[Date Prev][Date Next][Thread Prev][Thread Next][Date Index][Thread Index]

Re: Serialization et al



Bjarke Hammersholt Roune wrote:
>> I'm looking through the serialization code, and well, it just
>> doesn't work. Conceptually that is.
>>
>I can't say I fully agree.
>
>Some of the below responses might be interpreted "oh, you're stupid, you got
>everything wrong!". I really don't mean it like that, and if you get that
>feeling, sorry, that wasn't the intention.

Ok, now for my disclaimer/excuse: I got way too little sleep the past days
and was, as a result, not "thinking normally". I overreacted. It sometimes
happens (more likely in such little-sleep conditions etc) that I see
something I don't like and then simply conclude from that that everything
around that bit must be bad as well.
Anyway - you're right in many points.

>> [1] First problem - The Directory class writes data to a stream whose
>> format it cannot know. Right now the format of PakFiles is hardwired into
>> that.
>>
>Well, since the only kind of serialization that can happen right now is to a
>PakFile, it *can* know the format. I found this most appropiate as I found
>it to be the simplest way to do it.
>
>If other kinds of format is needed in the future, the changes that need to
>be done are really very minor (or it can be done now, if you wish):

I'll do it now, even if it's only to please my sense of aesthetics ;)
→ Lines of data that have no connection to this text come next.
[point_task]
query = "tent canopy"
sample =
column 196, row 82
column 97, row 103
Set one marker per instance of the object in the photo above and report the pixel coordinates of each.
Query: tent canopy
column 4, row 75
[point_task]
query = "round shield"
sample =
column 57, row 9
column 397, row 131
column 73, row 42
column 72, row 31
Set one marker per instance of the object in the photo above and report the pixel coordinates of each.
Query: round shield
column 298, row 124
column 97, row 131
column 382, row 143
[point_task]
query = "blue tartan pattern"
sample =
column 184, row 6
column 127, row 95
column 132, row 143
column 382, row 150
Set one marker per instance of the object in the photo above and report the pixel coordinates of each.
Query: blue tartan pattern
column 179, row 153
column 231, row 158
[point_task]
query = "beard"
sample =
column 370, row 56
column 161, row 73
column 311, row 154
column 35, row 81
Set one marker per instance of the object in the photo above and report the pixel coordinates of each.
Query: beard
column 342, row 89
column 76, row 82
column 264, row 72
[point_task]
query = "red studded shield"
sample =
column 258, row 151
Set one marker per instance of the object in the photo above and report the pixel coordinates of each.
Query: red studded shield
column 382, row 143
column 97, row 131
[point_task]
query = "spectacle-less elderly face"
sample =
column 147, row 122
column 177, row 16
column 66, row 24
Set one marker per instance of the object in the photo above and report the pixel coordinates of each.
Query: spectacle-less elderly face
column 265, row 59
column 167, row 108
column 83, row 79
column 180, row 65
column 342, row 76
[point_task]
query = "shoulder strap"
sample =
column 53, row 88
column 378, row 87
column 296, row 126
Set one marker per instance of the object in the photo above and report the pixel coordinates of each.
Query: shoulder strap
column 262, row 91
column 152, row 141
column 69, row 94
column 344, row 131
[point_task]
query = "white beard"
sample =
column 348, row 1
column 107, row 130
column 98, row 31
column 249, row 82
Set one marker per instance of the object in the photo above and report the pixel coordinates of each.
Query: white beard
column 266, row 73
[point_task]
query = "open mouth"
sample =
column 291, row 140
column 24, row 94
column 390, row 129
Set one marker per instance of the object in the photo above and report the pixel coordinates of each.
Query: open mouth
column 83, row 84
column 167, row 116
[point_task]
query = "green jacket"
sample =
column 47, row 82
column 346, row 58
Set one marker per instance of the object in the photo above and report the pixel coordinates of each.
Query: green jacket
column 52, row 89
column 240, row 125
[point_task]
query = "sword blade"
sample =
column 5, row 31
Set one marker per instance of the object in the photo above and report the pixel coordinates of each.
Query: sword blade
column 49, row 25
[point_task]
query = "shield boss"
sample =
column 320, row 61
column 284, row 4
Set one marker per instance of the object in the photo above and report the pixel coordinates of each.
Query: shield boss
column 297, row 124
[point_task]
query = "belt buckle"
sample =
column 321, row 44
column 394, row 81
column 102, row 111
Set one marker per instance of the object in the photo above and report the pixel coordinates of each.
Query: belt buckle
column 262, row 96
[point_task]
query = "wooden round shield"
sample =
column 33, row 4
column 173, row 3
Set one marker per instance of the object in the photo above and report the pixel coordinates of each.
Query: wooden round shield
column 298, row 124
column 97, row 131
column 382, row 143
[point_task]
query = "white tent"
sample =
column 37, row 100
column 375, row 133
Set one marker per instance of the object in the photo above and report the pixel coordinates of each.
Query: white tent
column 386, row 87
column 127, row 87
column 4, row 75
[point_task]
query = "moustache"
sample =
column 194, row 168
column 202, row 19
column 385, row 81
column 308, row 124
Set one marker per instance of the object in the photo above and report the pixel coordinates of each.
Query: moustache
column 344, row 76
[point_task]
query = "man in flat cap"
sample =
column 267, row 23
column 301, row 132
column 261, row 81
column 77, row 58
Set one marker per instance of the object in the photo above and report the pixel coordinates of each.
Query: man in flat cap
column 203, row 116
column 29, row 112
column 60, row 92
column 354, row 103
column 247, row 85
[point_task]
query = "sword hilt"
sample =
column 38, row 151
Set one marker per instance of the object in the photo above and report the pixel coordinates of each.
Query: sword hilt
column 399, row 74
>-Make all serialization-realted methods of Directory pure virtual. ~20
>seconds
>
>-Move the implementation of these to PakFileDir. 1-2 minutes, perhaps 5, if
>some unforseen problem presents itself.

That plus adapting HashTable to be aware of what kind of file/stream it
should write itself to. I guess moving the proper Misc classes to
PakFileFile and giving Directory a protected virtual HashTable factory, so
that PakFileDir can create the proper oject is the best way.
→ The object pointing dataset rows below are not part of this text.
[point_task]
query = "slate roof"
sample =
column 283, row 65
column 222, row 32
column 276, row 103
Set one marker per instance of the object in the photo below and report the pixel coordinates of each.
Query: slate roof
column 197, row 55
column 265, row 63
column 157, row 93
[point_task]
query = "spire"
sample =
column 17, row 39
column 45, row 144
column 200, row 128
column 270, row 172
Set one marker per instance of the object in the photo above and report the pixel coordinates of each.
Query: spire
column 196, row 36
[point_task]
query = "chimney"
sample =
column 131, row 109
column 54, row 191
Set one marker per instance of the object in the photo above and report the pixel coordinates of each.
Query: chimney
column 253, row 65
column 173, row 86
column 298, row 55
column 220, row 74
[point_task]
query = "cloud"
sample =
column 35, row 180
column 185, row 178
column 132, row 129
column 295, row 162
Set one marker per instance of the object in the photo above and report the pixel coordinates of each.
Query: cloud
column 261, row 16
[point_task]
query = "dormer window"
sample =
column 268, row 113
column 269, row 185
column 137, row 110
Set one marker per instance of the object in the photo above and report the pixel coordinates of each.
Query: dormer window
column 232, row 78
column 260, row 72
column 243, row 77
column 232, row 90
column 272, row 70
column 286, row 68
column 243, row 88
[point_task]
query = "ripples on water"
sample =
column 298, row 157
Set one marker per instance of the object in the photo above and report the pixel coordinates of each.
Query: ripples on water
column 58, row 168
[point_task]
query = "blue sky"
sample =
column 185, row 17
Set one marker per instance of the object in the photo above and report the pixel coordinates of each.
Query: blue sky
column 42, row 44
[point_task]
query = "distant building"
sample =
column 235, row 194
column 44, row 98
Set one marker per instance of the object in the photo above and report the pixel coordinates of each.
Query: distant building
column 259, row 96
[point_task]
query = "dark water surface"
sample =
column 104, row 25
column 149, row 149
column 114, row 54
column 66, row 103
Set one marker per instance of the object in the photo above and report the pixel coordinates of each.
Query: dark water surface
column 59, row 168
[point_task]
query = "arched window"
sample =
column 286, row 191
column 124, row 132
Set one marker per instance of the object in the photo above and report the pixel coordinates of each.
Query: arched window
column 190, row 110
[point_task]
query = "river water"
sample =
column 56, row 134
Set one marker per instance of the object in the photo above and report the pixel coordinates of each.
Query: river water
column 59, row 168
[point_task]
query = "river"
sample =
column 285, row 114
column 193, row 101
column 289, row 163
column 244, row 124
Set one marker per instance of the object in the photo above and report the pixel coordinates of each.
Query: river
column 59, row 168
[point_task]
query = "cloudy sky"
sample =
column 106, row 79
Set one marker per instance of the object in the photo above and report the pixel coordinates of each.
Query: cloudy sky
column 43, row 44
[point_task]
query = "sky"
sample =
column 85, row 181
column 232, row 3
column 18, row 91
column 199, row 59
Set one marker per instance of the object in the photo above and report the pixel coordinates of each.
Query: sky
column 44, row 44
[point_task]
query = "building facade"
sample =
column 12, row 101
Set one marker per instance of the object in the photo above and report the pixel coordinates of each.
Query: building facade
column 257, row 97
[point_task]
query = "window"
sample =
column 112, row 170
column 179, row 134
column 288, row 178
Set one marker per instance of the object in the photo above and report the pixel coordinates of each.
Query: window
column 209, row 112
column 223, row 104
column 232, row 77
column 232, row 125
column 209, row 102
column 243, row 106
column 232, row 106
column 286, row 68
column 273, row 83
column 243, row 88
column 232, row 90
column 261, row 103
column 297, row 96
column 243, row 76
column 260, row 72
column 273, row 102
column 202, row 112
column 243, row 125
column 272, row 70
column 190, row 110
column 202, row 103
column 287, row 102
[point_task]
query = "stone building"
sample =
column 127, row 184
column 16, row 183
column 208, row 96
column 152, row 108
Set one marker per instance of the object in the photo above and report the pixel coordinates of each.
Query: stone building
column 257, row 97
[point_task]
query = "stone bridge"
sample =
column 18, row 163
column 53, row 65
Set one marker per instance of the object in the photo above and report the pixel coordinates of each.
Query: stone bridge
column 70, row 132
>> [2] Same problem as [1], but now for HashTable instead of Directory
>>
>The reason serialization is done through the HashTable class is that the
>specific way HashTable stores entries so as to be able to load them again as
>effeciently as possible, is a service offered by HashTable, and the way it
>does this is an implementation detail of HashTable.

[...]

>Now, HashTable *certainly* can know what it should write to the format:
>anything it feels like, and that it can load again. This is all a
>implementation detail of HashTable. The format *has* to be this way to
>enable HashTable to be as effecient as possible.

Right. More or less at least. The problem I have with it is that in this
case some algorithm / internal data structure defines how the data i a
PakFile is layed out. Which is IMO a bad thing - a file format should be
formally specified, and the code etc has to meet that specification (of
course the spec should be optimized for the data structures etc).
Currently we have this case:
  "Ok, let's examine how the algo writes the data and create a spec out of
   our findings"
But it should be:
  "Let's see what kind of data structure we use and what optimizations are
   possible and then we construct both a spec and a concrete data structure
   matching each others' needs"


Anyway, that's not too difficult to change.

>In other words, you have perfect information on what is in the HashTable. I
>completely fail to see what makes you believe that you *have* to call
>HashTable::SerializeTo(), which is what you imply above (if you didn't mean
>to do that, I fail to see what exactly the problem is).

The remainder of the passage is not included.